Пуля пробила мне грудину и задела нижнюю часть левого легкого. Легочная ткань была нарушена, но рана хорошо зарубцевалась, и новые вмешательства не понадобились. «Ты потеряла пятнадцать процентов легкого, но этот благородный орган может функционировать без осложнений даже при поражении такого масштаба, — сказал мне пульмонолог. — У большинства курильщиков картина хуже, чем у тебя».
Я пролежала в больнице десять дней, а потом меня сразу судили. Реабилитация моя проходила в предварительном заключении, что аукнулось частыми болями и ухудшениями. Но мало-помалу я полностью восстановилась и, самое главное, снова смогла танцевать.
Мама и мои сестры, Каталина и Паулина, элегантно повели себя в ситуации скандала и позора в семье. Они, разумеется, меня не одобряли, но и не давали моим ненавистникам разойтись. Стоило кому-то плохо заговорить обо мне, как они это пресекали. В нашем кругу все быстро становится известно, и Педро с Эктором не раз слышали, как мои близкие поддерживают меня. Но навещать меня они отказались. Одно дело — не потакать оговорам, и совсем другое — осмелиться на меня посмотреть. Я понимаю их нежелание приходить. Им, наверное, тяжело при одной мысли о том, как я беззастенчиво попрала ценности, которые они пытались мне привить.

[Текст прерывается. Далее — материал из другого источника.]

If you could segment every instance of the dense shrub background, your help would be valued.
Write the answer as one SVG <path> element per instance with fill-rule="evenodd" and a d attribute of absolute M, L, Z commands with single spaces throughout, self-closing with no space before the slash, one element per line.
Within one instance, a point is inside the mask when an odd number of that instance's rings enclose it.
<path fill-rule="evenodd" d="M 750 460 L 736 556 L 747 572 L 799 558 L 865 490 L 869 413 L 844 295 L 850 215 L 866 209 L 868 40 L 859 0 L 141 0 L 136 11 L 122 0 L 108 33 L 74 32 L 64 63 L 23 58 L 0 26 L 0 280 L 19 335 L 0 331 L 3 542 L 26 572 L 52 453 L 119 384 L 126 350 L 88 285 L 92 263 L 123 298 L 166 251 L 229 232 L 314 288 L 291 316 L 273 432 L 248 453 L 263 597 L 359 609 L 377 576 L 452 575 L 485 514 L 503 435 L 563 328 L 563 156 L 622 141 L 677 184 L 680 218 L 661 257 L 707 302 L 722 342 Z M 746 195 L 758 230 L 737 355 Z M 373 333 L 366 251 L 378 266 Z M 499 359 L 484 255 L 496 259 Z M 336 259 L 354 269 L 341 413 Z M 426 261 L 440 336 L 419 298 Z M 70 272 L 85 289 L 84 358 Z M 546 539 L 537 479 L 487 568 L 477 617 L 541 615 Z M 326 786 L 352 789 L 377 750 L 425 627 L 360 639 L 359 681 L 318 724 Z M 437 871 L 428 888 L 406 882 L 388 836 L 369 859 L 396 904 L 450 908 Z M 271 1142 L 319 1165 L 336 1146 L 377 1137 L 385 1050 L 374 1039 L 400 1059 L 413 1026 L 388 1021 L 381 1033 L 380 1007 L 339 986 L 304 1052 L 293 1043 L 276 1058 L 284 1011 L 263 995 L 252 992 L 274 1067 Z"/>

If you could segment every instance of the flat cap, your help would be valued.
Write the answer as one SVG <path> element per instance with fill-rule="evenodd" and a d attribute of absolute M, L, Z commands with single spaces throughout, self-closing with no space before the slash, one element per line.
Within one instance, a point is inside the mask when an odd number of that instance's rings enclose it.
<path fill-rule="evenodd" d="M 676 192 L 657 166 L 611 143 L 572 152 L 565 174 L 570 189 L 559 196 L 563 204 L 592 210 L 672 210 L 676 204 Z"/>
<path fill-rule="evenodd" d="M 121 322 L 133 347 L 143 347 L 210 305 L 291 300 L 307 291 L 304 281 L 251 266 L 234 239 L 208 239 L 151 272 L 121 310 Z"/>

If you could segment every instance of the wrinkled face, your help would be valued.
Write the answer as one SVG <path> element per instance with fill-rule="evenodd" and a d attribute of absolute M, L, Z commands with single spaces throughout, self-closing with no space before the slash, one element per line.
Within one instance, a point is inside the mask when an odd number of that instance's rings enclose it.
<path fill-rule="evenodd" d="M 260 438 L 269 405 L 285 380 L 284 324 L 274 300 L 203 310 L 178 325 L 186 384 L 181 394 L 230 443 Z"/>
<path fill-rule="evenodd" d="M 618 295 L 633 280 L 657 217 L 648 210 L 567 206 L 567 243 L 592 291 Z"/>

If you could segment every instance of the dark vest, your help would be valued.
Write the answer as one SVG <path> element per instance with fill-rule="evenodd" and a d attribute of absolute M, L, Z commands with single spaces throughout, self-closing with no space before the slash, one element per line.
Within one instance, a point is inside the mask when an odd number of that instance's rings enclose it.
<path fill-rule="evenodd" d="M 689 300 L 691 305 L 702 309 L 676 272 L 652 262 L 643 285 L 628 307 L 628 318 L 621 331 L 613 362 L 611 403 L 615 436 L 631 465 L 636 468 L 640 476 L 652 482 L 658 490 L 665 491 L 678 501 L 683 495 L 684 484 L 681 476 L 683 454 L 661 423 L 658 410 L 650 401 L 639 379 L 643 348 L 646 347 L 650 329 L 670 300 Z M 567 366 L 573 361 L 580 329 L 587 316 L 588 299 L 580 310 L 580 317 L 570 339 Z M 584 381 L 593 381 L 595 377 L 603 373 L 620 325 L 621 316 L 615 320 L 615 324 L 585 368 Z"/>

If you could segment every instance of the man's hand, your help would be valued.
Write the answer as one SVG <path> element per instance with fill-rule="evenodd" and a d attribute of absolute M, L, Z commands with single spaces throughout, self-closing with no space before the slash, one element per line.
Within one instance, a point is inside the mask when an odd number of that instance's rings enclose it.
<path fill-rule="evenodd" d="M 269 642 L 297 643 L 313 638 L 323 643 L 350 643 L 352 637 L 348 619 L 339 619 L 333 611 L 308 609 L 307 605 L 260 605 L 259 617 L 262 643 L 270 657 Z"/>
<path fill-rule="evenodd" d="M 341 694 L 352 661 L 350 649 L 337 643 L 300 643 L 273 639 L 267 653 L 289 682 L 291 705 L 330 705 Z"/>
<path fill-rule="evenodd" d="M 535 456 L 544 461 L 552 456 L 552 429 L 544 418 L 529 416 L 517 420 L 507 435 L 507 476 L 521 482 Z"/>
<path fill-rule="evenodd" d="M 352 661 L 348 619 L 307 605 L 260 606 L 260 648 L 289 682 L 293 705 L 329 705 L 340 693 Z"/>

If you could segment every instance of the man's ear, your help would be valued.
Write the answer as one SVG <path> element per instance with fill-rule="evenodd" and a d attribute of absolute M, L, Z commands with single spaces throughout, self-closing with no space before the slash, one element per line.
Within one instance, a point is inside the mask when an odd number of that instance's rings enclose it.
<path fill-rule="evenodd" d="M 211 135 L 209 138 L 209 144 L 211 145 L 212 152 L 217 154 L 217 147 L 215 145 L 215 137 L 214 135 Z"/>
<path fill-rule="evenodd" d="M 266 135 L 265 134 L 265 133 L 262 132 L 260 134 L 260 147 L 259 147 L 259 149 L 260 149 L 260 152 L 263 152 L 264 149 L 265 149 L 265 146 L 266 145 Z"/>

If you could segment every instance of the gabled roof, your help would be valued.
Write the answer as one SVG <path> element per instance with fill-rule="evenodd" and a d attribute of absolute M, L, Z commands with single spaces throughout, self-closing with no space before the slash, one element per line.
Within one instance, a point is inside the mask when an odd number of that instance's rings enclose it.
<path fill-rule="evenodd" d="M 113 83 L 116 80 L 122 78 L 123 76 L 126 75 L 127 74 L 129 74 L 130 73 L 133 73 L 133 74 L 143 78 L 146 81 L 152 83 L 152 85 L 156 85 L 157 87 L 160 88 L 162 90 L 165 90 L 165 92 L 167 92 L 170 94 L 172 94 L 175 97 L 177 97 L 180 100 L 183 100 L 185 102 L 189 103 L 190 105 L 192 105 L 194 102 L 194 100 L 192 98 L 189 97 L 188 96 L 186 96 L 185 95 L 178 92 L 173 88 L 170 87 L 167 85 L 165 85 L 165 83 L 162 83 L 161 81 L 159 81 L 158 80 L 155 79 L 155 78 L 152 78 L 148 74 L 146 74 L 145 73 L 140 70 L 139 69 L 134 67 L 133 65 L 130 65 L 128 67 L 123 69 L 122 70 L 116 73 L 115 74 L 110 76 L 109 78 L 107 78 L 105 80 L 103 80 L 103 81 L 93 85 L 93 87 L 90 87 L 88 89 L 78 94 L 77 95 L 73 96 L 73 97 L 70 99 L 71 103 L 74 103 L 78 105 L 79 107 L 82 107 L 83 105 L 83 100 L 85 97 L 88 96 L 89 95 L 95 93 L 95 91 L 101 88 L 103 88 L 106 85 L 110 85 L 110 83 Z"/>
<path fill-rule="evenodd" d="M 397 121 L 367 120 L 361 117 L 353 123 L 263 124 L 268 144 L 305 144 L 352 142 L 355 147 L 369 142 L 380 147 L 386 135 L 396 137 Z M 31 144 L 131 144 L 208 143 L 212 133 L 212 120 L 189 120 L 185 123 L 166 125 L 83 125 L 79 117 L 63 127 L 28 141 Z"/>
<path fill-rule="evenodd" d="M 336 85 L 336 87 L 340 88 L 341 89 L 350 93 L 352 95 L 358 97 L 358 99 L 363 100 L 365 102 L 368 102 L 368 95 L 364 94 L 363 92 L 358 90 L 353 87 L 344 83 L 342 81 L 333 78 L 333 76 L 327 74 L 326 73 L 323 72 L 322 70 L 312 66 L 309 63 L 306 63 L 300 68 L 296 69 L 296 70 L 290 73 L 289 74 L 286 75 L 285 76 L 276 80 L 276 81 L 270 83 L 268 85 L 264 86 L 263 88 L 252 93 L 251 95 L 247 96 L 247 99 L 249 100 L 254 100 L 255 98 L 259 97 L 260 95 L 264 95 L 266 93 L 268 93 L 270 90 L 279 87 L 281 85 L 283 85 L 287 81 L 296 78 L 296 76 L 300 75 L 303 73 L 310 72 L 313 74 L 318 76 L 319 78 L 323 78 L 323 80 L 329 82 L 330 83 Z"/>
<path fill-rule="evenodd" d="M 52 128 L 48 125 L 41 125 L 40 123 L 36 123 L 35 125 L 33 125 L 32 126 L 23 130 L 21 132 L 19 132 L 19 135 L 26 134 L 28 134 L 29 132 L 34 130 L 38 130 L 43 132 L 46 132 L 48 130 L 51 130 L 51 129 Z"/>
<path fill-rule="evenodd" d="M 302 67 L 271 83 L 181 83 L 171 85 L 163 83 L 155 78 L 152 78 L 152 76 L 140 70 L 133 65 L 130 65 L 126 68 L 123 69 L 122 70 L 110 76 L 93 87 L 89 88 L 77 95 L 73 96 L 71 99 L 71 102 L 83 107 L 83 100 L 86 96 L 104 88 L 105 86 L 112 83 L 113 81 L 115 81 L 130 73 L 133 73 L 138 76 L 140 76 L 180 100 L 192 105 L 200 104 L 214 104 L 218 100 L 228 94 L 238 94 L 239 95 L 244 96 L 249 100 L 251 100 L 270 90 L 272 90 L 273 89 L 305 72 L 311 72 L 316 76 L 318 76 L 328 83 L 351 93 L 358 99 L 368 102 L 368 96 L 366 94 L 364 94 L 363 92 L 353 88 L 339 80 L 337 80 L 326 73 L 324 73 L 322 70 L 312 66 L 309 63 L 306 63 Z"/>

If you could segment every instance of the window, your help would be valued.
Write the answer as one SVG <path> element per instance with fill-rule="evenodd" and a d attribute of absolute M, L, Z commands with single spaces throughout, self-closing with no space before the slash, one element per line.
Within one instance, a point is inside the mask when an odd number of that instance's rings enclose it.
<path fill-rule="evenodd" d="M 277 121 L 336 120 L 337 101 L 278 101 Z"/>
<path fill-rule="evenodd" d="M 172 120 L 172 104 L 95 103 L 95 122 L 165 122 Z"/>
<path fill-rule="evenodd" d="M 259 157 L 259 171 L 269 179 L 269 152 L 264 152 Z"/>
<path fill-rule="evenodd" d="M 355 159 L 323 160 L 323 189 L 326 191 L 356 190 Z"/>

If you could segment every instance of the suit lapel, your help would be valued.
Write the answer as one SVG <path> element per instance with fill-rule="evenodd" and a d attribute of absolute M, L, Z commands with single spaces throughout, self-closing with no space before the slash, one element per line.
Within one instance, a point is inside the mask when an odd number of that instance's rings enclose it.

В стране после долгих месяцев конфликта наступила стабильность. Сампьетро, знаток тонкостей мексиканской политики, растолковал мне подробности переговоров между властями и картелем «Те Самые». Борьба за власть начала затрагивать экономику страны и отношения с США. Обе стороны поняли, что больше теряют в противостоянии, чем выигрывают. Они заключили договор, и страна вновь стала на путь порядка и прогресса.
Мне было очень горько от убийства Кармоны в прямом эфире. Да, он проворачивал махинации, но вовсе не заслуживал прилюдного убоя. Тот, кто его казнил, тип по кличке Текила, стал разменной фигурой в переговорах с правительством. Он, конечно, всего лишь выполнял приказ «Тех Самых», но и создал картелю нежелательный жестокий имидж, так что от него предпочли избавиться. Его не убили, потому что приказа он не ослушался, но обрекли на еще худшую участь: экстрадировали в Штаты, где его приговорили к пожизненному заключению в печально знаменитой тюрьме строгого режима во Флоренсе, штат Колорадо.
Клаудио потребовал развода, как только приземлился в Нью-Йорке. У меня к нему не было никаких претензий, и я сразу же подписала все бумаги. Я превратила его спокойную, безопасную жизнь в ад. Злые языки не оставляли его в покое долгие месяцы. Избавиться от них он смог, только подписав контракт на работу в Цюрихе, где мало кто знал историю его неудачного брака с безумицей и изменницей. Там он познакомился с девушкой из хорошей семьи, и через несколько месяцев они должны пожениться. Со мной он не разговаривает до сих пор.
Я потеряла опеку над детьми и очень горюю от их отсутствия. Иногда мне кажется, что я сойду с ума от тоски по ним. Мои фантазии о счастливой семье, где все живут на ранчо и дружат между собой, ожидаемым образом рухнули. Только такая наивная, как я, могла надеяться, что никто не пострадает.
Я тоскую по множеству моментов рядом с детьми. По завтракам с оладьями, по семейным ужинам, по тому, как мы смотрели кино, валяясь в постели, по их рассказам, как прошел день, по детским праздникам, по каникулам на море. Все это ушло навсегда или, по крайней мере, до той поры, когда меня выпустят. Я не увижу остатка их детства. К тому времени, как я выйду, все трое будут уже подростками.
С помощью каких-то юридических уловок, с которыми я решила не бороться, Клаудио добился, чтобы мне запретили любое живое общение с детьми. Даже по телефону, даже по скайпу, даже по ватсапу (можно подумать, в тюрьме все это есть). Единственный способ связи — письма. Дети по-прежнему любят меня. Они повторяют это в каждом письме, а письма приходят примерно раз в месяц. Они не очень себе представляют, что именно я натворила, только знают, что что-то очень плохое. Я всегда плачу над их письмами. Я хочу только одного: чтобы они, где бы ни находились, были здоровы, счастливы и любили меня, несмотря на весь вред, который я им причинила.
Хосе Куаутемока перевели в колонию в штате Сонора, в двух тысячах километров отсюда. Давление в СМИ не позволило, чтобы его оставили в Восточной тюрьме. Общественность требовала разделить Ромео и Джульетту и тем самым преподать им жесткий урок. «Любовь, — писал Игорь Карузо, — есть акт неповиновения», и нам запретили не повиноваться.